Mike Chele, Phoenix’s city manager for the two Pittsburgh theaters, saw a difference right away. “You get a bigger crowd,” he explained of the Altimate Air effect. “There’s a bigger buzz in the building. When people come into the theater, they see this trampoline park and say, wow! They all want to try it.”

While novel in itself, the idea dovetailed with a trend that has been transforming movie theaters over the past decade: amenities. Today people can watch first-run films on the living room couch, so theaters have been luring patrons with stadium seating, bars, lounges, even full-service restaurants. “People said, wow, we can make a little more money on this,” Zacheretti recalled. “Everyone who owns a theater is trying to get into the alcohol business. The kids can drink a Coke, and the parents can have a beer.”

Phoenix, which operates 11 theaters in the South, Mid-Atlantic and Southwest, installed its first bar in 2005; bowling alleys and game rooms followed, all boosting the bottom line. But Altimate Air is the closest Phoenix has come to merging a movie theater with an FEC. One bonus of all those amenities, especially the trampoline park, is the increase in lucrative birthday parties, said General Manager Jason Bauer.

Adrianna Esquivel, marketing manager, Altimate Air, and Mike Chelel, city manager, Pittsburgh, Pa. Word of mouth has translated into strong sales for every part of the theater complex.

“Birthday party revenue is key,” said Bauer, who said a popular package includes an hour of jumping, followed by an hour of pizza and drinks in the party room; rock climbing is included. The theater itself has a party room, and Altimate Air has become a local favorite for group events, fundraisers and other celebrations (Bauer said the facility donates 40 percent of each fundraiser ticket to the cause).
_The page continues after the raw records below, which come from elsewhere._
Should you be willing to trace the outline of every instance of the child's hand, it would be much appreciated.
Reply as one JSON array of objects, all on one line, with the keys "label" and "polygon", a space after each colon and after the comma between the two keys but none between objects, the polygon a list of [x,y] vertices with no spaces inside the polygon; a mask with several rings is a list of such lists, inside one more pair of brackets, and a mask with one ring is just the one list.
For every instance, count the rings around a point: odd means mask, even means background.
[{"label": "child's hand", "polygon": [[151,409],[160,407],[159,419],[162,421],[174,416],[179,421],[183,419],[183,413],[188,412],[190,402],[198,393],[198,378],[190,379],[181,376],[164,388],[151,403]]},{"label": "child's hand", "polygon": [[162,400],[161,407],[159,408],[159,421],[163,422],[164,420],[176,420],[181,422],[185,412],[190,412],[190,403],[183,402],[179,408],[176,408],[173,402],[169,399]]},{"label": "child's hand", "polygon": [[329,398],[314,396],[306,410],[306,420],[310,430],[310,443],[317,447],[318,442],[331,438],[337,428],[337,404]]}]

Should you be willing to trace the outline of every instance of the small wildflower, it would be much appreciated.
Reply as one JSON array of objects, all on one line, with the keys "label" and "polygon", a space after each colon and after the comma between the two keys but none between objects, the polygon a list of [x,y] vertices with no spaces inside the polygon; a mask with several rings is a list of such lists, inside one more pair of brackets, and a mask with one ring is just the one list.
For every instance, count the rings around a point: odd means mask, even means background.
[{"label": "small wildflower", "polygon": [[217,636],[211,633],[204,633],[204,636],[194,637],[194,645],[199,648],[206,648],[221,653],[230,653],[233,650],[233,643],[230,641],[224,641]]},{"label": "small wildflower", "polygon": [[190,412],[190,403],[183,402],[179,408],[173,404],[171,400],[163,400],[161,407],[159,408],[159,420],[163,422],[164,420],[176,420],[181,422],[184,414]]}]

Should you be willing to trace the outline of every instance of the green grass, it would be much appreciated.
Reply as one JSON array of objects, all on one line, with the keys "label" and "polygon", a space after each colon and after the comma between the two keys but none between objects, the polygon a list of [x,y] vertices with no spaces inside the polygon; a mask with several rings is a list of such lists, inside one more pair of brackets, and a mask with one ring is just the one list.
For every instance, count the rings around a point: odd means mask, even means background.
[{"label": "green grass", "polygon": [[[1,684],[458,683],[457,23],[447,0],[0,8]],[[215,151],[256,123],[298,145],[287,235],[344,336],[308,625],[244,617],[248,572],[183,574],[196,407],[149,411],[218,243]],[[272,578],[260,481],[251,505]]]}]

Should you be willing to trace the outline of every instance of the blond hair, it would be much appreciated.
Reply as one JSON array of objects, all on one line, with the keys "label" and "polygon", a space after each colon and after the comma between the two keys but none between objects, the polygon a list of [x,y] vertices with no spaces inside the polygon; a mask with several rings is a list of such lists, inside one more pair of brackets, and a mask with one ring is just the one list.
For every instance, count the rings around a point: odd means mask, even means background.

Teen night, held weekly from 9 p.m. to 11 p.m. on Saturdays, has also become a moneymaker since its launch in late 2015, Bauer said. Up to 120 teens ages 14-18 clamber up the rock wall, compete on the “ninja course,” dance to a DJ, bounce on the trampoline, and enjoy pizza and drinks. “In wintertime, we’ve sold out three out of the last four weekends,” Bauer said.

Parties aside, the typical visitors sticks to one main activity, observed Zacheretti. “What we’ve seen is that if they’re coming to the trampoline park, they’re coming to the trampoline park, and if they’re coming to the movie theater, they’re coming to the movie theater,” he said. “And part of that is time. By the time you leave the house, park, and see the movie, it’s a two-and-a-half-hour event.”

Even so, Zacheretti has observed youngsters jumping for a half-hour while waiting before a show starts or blowing off steam on the trampolines afterward. “And if you’re old enough and you want to go have a beer for an hour while your kids jump, you can do that as well,” he said. With plenty of supervision in the closed facility, Zacheretti said parents can take a break while their older kids play in the arcade or the trampoline park, without having to keep a strict eye on them.

The Phoenix team all agreed: The biggest advantage of a multi-activity theater is the cross-promotion factor, where moviegoers get inspired to come back to the trampoline park and vice versa. “If you come just to the trampoline park, you may have never come to the theater, but then you see it and you get ideas,” said Zacheretti.

Phoenix Vice President of Operations Chris Gehring agreed. “All the activities complement each other,” he said, noting that Altimate Air sells combination packages that bundle the trampoline park, sports bar, game room and movie theater. His colleague Adriana Esquivel, a marketing manager, said word of mouth has translated into strong sales for every part of the theater complex. “Word’s getting out a lot more that the trampoline park is in the theater,” Esquivel said. “I think it’s going to pick up a lot with the summer coming.”

A half-million people visited the trampoline park, bar and movie theater at Altimate Air in 2016, and attendance is expected to grow. Phoenix just built a freestanding trampoline park in an upscale shopping center in Leesburg, Va.; Zacheretti said he thinks Altimate Air can be a model for the future of family entertainment. “We tie in with entertainment, free time, disposable income,” he said. “And we have it all in one place.”